Let's take a break from all the serious info this week and have a little diversion. Smile and just have fun relating to being a dog owner.
Here are some "rules" you should never tell a dog parent. See how many of these have been thrown your way. Relate it to how you would feel as a parent if someone commented in this same way referring to your children. Dog devotees already relate!
You have dogs because you don't have kids, right?
Not only is this rude, but there are millions of people who enjoy both varieties of kids: both the human and the canine types. If you are someone who chooses to have children and then look down upon me or any other millions of childless-by-choice folks with a sneer, think twice before you speak. We are not lesser people for not having human children. In fact, many of us feel much richer by being graced by the presence of a dog.
Oh, your dog died? Well, get another one!
Though I said "never again" to allowing a dog to enter my life and thus my heart, I did bring another dog into my life. I know I could never not love this way again. For millions of us, hearing "just get another one" when a dog dies is insensitive and can be interpreted as downright cruel, no matter how well intentioned your words might seem. We do not replace people when they pass, and dog parents feel the same way: A life is irreplaceable no matter the form it takes.
Dogs should not be allowed on furniture/bed
To everyone whose name graces my birth certificate other than myself, I say, "Shhhh." According to a survey conducted by the American Pet Products Association, almost half of dogs sleep with their owner in their owner's bed. Until you walk a mile in someone else's shoes, where their dog is allowed to reside is totally their own business. Besides, some of us sleep better, feel calm and are generally more positive people with a dog by our side, present company included.
That dog doesn't understand what you're saying
I talk to my dog. Raise a paw if you are one of the millions of people who talks to their canine family member(s). I do this whether I am doing laundry, shopping in a pet-welcoming store or driving in the car. Maybe he doesn't understand, "Mommy needs a new pair of pumps," but he knows the intonation of my voice and responds with a tail wag and a tilted head - or sometimes no reaction at all. To each their own, and if talking to my dog bothers you, then don't eavesdrop.

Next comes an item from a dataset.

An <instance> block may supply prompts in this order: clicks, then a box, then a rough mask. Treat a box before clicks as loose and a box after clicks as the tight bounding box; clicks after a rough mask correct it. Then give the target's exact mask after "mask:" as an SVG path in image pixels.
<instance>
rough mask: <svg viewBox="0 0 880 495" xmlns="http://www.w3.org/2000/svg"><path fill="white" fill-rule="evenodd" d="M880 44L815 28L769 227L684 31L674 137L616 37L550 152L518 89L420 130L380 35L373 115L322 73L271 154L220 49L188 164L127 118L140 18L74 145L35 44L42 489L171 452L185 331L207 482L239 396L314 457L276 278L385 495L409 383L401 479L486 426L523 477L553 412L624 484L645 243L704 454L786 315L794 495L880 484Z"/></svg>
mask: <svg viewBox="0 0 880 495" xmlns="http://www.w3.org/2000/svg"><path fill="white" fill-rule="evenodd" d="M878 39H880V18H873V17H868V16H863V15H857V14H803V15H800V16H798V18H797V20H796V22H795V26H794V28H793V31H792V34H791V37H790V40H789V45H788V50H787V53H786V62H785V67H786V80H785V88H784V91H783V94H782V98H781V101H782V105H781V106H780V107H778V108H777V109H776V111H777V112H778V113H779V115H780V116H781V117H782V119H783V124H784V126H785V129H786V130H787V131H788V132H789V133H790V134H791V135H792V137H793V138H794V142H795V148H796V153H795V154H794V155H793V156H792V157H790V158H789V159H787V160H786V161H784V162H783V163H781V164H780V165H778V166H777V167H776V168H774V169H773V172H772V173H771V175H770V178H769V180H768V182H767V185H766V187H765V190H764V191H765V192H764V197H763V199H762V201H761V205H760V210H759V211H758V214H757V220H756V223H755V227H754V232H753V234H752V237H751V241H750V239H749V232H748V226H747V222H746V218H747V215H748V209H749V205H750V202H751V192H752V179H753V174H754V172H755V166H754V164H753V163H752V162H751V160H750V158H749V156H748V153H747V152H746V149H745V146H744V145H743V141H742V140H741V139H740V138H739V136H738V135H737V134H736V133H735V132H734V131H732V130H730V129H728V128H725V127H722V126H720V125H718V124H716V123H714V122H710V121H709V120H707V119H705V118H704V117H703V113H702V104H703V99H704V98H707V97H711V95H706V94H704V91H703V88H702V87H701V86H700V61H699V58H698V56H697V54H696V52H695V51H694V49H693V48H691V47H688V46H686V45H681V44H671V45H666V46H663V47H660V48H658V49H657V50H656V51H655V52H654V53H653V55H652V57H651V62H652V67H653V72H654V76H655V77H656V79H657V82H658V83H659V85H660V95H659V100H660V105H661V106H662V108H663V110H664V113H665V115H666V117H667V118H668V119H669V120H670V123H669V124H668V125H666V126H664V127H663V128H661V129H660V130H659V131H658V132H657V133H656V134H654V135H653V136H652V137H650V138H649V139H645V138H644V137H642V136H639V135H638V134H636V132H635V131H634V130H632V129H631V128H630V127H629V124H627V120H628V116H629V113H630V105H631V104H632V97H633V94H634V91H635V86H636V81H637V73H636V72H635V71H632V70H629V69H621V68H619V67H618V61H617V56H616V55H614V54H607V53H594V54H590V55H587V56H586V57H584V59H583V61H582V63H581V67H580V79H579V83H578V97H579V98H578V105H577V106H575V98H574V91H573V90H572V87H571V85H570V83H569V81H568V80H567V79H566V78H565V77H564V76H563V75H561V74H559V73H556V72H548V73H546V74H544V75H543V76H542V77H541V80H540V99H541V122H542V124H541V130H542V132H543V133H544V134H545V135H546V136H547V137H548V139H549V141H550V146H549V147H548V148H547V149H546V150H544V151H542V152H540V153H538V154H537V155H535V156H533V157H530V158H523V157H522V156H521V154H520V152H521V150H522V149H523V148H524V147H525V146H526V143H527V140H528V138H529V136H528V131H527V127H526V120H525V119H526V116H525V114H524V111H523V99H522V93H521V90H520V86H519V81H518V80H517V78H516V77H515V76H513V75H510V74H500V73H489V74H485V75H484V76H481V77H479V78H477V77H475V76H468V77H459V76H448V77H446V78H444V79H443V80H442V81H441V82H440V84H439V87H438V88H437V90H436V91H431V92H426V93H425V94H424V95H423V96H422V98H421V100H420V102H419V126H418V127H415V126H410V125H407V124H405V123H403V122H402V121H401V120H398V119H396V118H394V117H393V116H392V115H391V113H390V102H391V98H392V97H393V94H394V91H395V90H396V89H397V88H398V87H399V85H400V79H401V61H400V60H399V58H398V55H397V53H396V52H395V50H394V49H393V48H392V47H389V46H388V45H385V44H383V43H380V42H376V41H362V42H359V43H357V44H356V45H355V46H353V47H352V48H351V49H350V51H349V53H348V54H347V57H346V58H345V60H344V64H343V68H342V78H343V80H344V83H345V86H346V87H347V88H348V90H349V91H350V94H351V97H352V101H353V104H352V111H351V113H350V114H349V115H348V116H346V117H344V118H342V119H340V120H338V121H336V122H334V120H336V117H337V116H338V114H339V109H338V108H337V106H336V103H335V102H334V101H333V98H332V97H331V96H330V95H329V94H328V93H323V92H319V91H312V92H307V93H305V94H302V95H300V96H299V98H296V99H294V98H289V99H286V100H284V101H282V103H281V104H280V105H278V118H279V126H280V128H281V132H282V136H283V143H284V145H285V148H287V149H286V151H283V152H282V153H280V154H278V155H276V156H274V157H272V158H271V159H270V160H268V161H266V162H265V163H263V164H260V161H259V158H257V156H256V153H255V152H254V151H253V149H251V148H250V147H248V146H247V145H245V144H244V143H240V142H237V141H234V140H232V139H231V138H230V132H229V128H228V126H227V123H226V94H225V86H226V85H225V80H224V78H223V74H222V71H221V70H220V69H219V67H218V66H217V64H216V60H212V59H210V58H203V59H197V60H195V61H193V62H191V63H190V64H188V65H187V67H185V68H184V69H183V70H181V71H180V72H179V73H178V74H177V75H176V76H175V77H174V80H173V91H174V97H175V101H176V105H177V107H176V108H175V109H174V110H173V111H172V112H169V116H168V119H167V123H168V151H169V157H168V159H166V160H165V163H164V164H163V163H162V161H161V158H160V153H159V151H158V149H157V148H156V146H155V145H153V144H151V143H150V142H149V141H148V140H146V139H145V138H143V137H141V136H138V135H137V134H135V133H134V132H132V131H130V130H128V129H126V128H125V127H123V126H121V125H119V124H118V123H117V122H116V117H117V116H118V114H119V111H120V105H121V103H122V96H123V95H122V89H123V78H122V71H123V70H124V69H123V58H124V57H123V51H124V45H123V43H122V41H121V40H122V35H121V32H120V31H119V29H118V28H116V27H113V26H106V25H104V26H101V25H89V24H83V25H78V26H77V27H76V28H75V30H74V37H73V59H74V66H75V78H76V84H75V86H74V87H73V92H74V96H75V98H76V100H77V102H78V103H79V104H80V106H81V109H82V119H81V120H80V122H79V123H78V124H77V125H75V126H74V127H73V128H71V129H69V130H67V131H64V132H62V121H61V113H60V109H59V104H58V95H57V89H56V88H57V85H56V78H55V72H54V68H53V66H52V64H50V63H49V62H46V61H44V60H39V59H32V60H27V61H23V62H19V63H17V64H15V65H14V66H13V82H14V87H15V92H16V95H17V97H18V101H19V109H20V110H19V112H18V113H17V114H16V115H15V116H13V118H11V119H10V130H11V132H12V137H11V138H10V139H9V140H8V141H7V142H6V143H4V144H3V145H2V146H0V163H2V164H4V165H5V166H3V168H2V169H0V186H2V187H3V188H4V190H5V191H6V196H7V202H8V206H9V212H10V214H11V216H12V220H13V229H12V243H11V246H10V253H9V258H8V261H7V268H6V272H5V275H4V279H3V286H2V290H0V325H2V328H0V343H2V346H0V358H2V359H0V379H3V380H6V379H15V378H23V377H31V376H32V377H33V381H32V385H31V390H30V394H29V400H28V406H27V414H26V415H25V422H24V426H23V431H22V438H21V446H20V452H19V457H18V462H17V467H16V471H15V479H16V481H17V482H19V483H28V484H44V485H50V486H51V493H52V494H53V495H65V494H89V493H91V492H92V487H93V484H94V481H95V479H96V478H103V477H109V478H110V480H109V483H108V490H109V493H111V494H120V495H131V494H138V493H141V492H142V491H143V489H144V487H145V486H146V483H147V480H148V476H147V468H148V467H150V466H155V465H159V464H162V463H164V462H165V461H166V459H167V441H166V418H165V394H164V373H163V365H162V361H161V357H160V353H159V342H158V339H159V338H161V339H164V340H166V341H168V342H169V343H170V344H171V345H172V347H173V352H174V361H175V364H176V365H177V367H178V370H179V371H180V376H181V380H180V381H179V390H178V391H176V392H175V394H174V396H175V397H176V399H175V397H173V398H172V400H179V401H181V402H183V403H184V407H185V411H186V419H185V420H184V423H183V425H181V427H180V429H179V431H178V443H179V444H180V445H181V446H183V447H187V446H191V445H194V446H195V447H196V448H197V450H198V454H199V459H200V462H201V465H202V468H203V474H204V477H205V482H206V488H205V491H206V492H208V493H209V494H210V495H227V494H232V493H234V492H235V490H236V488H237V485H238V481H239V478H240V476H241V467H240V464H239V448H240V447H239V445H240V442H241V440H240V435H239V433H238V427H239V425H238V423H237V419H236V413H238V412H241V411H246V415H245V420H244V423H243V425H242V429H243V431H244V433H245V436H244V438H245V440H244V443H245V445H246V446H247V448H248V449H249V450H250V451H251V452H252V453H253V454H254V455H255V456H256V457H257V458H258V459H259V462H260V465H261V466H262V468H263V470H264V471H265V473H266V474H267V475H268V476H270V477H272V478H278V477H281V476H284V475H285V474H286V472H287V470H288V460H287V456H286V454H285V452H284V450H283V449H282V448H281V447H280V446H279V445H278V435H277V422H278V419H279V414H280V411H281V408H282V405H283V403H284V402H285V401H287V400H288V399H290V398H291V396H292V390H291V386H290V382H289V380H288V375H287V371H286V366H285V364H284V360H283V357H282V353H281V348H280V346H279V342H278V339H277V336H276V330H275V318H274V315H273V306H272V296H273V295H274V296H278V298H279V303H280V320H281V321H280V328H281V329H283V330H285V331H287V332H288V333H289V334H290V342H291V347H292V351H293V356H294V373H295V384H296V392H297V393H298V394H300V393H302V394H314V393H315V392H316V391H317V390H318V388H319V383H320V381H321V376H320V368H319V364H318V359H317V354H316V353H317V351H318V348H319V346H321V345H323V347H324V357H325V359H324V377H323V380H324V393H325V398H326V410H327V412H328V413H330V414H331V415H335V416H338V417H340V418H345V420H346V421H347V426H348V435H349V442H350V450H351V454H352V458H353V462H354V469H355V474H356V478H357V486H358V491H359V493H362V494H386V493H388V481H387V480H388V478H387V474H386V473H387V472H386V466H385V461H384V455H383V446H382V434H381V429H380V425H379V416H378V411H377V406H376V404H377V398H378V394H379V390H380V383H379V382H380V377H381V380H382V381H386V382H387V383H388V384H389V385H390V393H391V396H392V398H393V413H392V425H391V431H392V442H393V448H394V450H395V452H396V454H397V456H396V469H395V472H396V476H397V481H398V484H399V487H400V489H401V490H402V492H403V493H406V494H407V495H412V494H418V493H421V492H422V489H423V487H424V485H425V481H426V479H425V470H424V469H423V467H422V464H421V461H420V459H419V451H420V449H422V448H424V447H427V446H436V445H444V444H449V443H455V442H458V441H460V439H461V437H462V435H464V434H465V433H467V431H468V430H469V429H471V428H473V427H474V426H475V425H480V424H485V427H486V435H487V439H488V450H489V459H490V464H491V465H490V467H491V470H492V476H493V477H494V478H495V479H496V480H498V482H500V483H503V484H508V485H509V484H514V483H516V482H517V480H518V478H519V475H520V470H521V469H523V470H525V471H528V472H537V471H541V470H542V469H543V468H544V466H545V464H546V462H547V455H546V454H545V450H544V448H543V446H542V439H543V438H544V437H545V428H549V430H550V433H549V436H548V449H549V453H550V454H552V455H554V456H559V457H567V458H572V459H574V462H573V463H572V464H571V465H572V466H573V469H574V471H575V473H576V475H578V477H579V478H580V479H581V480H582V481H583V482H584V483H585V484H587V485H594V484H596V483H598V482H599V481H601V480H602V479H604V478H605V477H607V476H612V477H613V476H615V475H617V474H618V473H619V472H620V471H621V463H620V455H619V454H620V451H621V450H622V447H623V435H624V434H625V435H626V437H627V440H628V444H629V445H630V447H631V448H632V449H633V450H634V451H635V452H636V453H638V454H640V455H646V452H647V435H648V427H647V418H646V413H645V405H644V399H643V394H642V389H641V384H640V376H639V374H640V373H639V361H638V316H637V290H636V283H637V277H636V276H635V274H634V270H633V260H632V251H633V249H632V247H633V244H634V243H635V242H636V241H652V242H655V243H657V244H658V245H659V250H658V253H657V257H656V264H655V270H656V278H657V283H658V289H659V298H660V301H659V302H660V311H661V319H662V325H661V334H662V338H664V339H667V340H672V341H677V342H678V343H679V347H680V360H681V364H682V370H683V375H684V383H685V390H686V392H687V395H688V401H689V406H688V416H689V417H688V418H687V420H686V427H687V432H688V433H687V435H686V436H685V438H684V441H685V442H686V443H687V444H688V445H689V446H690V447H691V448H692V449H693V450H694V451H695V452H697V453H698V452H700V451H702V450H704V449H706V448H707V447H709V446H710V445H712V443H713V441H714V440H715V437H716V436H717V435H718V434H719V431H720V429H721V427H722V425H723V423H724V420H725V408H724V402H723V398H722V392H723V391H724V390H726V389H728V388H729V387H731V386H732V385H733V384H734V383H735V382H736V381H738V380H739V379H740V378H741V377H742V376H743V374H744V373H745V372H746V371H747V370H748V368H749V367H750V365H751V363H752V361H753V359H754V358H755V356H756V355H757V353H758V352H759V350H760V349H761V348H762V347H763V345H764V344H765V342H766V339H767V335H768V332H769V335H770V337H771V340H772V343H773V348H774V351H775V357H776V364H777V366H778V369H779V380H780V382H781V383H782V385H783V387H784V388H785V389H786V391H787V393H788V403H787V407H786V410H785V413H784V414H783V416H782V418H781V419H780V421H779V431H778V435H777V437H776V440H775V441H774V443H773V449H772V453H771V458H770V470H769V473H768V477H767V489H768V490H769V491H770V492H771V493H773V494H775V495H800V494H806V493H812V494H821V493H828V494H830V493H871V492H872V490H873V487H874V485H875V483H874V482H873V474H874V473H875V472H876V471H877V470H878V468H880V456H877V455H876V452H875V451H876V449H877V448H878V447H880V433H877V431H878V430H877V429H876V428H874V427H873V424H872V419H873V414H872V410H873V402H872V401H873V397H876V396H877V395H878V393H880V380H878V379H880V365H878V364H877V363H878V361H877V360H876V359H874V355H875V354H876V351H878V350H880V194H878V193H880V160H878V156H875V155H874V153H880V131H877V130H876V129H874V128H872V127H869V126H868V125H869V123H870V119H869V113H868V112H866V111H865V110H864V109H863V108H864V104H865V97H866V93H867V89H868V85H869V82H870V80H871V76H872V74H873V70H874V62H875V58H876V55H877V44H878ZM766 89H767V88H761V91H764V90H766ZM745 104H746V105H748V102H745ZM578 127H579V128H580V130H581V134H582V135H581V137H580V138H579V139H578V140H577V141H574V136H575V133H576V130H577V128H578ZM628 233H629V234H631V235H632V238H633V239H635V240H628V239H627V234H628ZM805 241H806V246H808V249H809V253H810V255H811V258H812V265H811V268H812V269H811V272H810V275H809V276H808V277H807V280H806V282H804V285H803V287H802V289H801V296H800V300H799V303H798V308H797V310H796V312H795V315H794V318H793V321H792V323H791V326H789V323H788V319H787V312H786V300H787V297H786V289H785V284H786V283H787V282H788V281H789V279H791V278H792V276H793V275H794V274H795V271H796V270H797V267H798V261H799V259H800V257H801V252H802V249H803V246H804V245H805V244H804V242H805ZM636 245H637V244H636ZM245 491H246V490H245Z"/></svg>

That dog should be put down; he's costing you too much money
Perhaps one of the most unsavory and disturbing trends involves folks who feel they are the mortality police. The decision to euthanize a beloved pet is a very personal and heartbreaking one. I know because I've been down that road. Telling me to put a dog down in the name of cost savings is grounds for dismissal from my life.
You shouldn't let that dog kiss you
My mouth, my face, my dog, my life: These four factors alone are all reasons why dog kisses are allowed. Yes, there is a whole scientific school of thought - and some fact - about germs and bacteria and diseases. But if I am getting a dog kiss and you don't like it, look away and say nothing.